Wichtigste Posten im EU Budget 2021 – 2027

Quellen: EU, Raiffeisen Schweiz CIO Office

Diese Infrastrukturprogramme haben das Potenzial, die Produktivität und damit das Potenzialwachstum nachhaltig zu erhöhen. Die Schwierigkeit dabei ist, dass diese nicht zu einem «keynesianischen Strohfeuer» verkommen. In diesem Zusammenhang ist besonders die Digitalisierung zu nennen, welche es ermöglicht, die Arbeitsproduktivität langfristig zu erhöhen. In der Gesamtbetrachtung ist natürlich auch die Finanzierungsseite einzubeziehen. Finanziert werden sollen die Programme einerseits durch eine Erhöhung der Schulden und andererseits durch höhere Steuereinnahmen. Aufgrund des aktuellen Tiefzinsumfeldes ist die Schuldenaufnahme – trotz einem rekordhohen globalen Schuldenberg – derzeit äusserst günstig. Insofern können Infrastrukturprogramme schon bei einem kleinen Multiplikatoreffekt eine positive Wirkung zeigen. Umstrittener ist die Wirkung, wenn die Programme mit höheren Steuereinnahmen finanziert werden.

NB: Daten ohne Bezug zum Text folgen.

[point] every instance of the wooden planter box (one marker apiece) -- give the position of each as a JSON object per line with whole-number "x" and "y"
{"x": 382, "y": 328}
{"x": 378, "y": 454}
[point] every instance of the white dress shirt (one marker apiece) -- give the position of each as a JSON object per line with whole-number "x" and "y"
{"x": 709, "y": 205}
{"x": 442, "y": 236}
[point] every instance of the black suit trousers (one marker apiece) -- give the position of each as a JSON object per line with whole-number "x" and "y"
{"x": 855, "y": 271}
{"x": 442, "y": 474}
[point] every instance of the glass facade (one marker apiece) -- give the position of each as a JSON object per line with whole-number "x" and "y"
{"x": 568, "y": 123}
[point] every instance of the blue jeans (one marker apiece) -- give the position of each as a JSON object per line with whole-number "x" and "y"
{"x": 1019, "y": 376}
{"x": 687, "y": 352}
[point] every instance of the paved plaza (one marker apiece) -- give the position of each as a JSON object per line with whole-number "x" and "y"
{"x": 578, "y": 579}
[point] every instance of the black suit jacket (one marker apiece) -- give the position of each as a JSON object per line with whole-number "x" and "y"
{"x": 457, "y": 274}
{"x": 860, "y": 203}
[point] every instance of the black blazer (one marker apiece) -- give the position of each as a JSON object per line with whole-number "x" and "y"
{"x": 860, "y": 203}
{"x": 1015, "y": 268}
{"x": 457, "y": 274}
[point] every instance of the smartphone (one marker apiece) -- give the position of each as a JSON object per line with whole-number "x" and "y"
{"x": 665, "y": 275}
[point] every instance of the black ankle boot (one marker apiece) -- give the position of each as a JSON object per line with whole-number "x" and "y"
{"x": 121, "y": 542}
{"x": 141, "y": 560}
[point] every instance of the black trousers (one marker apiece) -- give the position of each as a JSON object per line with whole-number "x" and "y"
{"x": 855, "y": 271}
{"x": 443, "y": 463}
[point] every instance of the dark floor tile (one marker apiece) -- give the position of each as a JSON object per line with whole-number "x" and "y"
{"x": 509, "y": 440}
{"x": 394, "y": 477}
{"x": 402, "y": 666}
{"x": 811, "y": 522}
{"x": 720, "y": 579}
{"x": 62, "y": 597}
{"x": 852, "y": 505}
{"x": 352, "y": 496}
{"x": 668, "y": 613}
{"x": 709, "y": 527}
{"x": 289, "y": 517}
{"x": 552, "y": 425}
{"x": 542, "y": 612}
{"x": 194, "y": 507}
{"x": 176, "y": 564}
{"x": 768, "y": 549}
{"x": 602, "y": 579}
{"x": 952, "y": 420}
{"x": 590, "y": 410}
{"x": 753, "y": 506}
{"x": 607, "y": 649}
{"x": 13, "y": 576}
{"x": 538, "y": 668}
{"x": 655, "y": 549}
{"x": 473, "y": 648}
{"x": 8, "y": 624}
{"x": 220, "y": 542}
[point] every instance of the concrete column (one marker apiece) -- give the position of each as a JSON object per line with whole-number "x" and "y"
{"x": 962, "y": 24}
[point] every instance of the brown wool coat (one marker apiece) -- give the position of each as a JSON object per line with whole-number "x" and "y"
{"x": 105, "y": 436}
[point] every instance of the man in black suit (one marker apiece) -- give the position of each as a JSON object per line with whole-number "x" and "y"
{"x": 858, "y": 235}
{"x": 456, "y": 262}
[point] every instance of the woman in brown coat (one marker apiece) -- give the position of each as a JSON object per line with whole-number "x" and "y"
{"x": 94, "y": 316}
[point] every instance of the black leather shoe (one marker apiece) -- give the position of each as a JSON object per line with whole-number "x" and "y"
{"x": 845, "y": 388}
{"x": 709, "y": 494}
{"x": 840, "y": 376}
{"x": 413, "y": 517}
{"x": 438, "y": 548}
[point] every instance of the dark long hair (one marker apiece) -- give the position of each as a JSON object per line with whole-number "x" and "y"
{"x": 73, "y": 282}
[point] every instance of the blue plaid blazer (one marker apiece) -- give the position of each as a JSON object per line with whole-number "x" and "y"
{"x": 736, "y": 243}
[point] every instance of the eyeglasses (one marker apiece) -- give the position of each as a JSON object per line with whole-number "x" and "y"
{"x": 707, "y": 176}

Hier kommt ein klassischer «Crowding-Out-Effekt» zum Tragen, bei dem die staatlichen Investitionen die privaten substituieren. Dies ist oft mit einem negativen Gesamtnutzen verbunden.

Klar ist, dass die Staaten immer mehr das Ruder übernehmen und die fiskalpolitischen Ausgaben weiter stark ansteigen werden. Kurzfristig wird dies der Konjunktur weiteren Rückenwind geben und zu einer Wirtschaftserholung beitragen. Anleger können sich damit im Fahrwasser der Regierungen positionieren. Infrastrukturtitel dürften in den nächsten Quartalen zu den Gewinnern an den Börsen gehören.

Der CIO erklärt: Was heisst das für Sie als Anleger?

Mit dem Triumph der beiden demokratischen Senatoren bei den Nachwahlen in Georgia konnten sich die Demokraten die Mehrheit im Kongress sichern. Die Reaktion an den Börsen folgte auf dem Fusse: Zyklische Aktien schossen nach oben und gleichzeitig stiegen die Zinsen am langen Ende der Kurve um fast 20 Basispunkte an. Der Grund? Mit der «blauen Welle» sind die Aussichten für ein umfassendes, 2 Billionen US-Dollar schweres Infrastrukturprogramm in den USA sprunghaft gestiegen.

Als Anleger kann man im Fahrwasser der Regierungen somit weiterhin auf Infrastrukturaktien setzen. In der Schweiz gehören Werte wie LafargeHolcim, Sika, Schindler und Geberit dazu. Aber auch der Bereich der nachhaltigen Energien wird weiter Rückenwind erhalten. Die Kehrseite der Medaille ist, dass weltweit die bereits rekordhohen Schuldenberge weiter ansteigen werden. Damit dürfte auch die Zinskurve tendenziell etwas steiler werden. Für Staatsanleihen-Besitzer sind dies keine guten Aussichten.